Kecerdasan emosional mempengaruhi perilaku agresif. Kecerdasan
emosi dapat digunakan untuk penanggulangan pada anak yang melakukan
perilaku agresif. Pengaruh kecerdasan emosi terhadap perilaku agresif yaitu
berkaitan dengan penanggulangan perilaku agresif dengan memberikan
pemahaman tentang kecerdasan emosi yaitu kemampuan untuk mengendalikan
emosinya agar perilaku agresif dapat dihindarkan. Agresi yang terjadi karena
adanya frustasi yang dapat membuat seseorang bertindak tidak sesuai dengan
kebiasaannya, tentu karena adanya perasaan dan pikiran yang tidak seimbang
tersebut (Lusiana, 2009).
2.4 Penelitian yang Relevan
Lusiana (2008) meneliti Pengaruh Kecerdasan Emosional dan
Agresivitas siswa SMA SHALAHUDDIN Malang, dapat ditemukan kecerdasan
emosi siswa SMA Shalahuddin adalah sedang dengan prosentase sebesar
21
72,5%, kecerdasan emosi pada kategori tinggi prosentasenya adalah 11,8%
lebih sedikit dari kecerdasan emosi pada kategori rendah dengan prosentase
15,7%. Serta tingkat agresi siswa-siswi SMA Shalahuddin adalah rata-rata
sedang dengan prosentase 68,6% sedangkan tingkat agresi siswa-siswi SMA
Shalahuddin yang berada pada kategori tinggi adalah 19,6% sedangkan sisanya
11,8% memiliki kategori rendah. Berdasarkan analisis regresi sederhana yang
telah dilakukan diperoleh nilai –0.457. Nilai signifikansi 0.000 sehingga sig.
lebih kecil dari nilai alpha (α) yaitu 0.000 < 0.05. Sehingga Ho ditolak berarti
ada pengaruh yangsignifikan antara kecerdasan emosi terhadap agresi.

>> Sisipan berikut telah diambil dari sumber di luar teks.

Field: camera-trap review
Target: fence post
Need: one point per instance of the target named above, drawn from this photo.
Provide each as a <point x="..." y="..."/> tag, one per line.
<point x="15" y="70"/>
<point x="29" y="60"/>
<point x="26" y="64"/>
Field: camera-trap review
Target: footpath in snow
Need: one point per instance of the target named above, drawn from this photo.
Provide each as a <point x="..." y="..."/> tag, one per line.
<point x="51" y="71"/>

Selanjutnya penelitian Rahmat Aziz, & Retno Mangestuti, (2006)
mengenai Pengaruh Kecerdasan Intelektual (IQ), Kecerdasan Emosional (EI)

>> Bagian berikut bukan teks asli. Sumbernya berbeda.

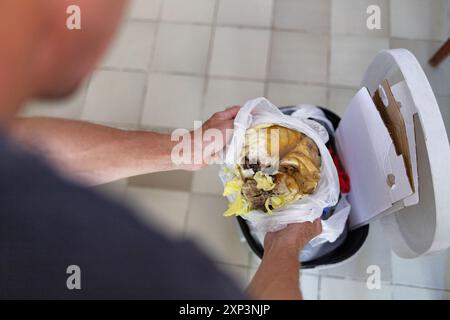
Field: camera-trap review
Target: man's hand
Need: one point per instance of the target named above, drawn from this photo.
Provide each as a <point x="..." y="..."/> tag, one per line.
<point x="278" y="275"/>
<point x="205" y="139"/>
<point x="294" y="237"/>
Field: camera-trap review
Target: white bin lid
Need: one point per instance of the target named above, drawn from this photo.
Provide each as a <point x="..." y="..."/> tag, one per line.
<point x="423" y="228"/>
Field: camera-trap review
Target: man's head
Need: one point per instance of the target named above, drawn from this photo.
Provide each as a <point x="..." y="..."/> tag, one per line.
<point x="41" y="55"/>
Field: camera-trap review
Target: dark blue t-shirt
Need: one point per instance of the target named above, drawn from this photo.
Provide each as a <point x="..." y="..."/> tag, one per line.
<point x="48" y="224"/>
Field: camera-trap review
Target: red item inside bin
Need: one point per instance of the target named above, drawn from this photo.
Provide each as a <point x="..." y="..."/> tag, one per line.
<point x="344" y="179"/>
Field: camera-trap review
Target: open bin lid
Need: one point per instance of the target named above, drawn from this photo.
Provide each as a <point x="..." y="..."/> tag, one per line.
<point x="418" y="224"/>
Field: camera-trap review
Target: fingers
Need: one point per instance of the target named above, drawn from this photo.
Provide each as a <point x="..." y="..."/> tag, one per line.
<point x="229" y="113"/>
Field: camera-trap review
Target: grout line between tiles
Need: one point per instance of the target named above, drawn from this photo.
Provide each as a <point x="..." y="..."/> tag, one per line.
<point x="149" y="66"/>
<point x="329" y="47"/>
<point x="209" y="57"/>
<point x="269" y="51"/>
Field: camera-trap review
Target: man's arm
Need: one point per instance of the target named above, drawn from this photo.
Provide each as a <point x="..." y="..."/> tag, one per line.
<point x="279" y="272"/>
<point x="96" y="154"/>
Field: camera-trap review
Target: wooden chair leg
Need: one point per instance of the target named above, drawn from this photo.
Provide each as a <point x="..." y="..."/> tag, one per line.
<point x="441" y="54"/>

Dan Kecerdasan Spiritual (SI) Terhadap Agresivitas Pada Mahasiswa UIN
Malang , diketahui bahwa , dari hasil nilai R square diperoleh skor .325 artinya
ketiga variabel bebas (kecerdasan intelektual, kecerdasan emosional, dan
kecerdasan spiritual) secara bersama-sama mampu mempengaruhi variabel
terikat (agresivitas) sebesar 32,5% artinya masih ada sekitar 67,5% faktor lain
yang mempengaruhi agresivitas mahasiswa Universitas Islam Negeri Malang.

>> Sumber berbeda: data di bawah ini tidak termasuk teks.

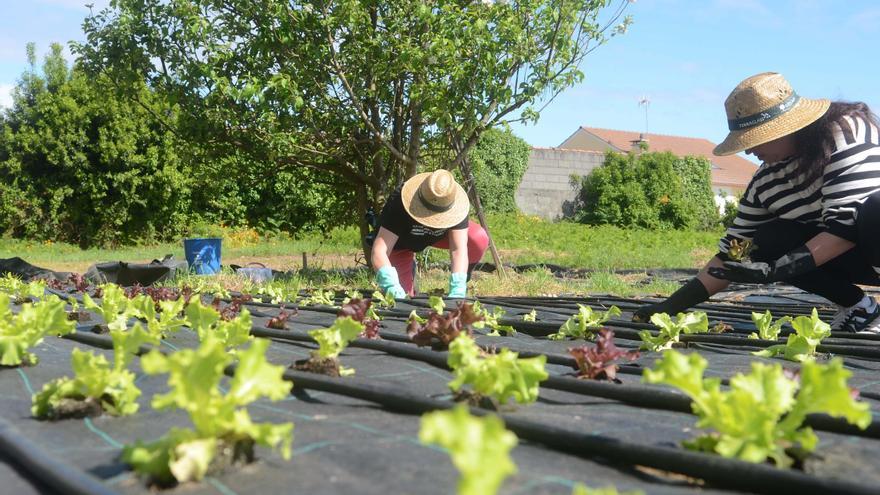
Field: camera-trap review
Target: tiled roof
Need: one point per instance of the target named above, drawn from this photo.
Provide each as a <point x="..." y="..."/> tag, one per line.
<point x="732" y="171"/>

Faktor tersebut bisa berupa faktor internal (yang berasal dari dalam diri
individu) atau faktor eksternal (faktor yang berasal dari luar individu.
22
2.5 Hipotesis
Hipotesis yang diajukan dalam penelitian ini adalah
Terdapat pengaruh yang signifikan kecerdasan emosi terhadap perilaku
agresivitas siswa SMP N I Sumowono, Kabupaten Semarang.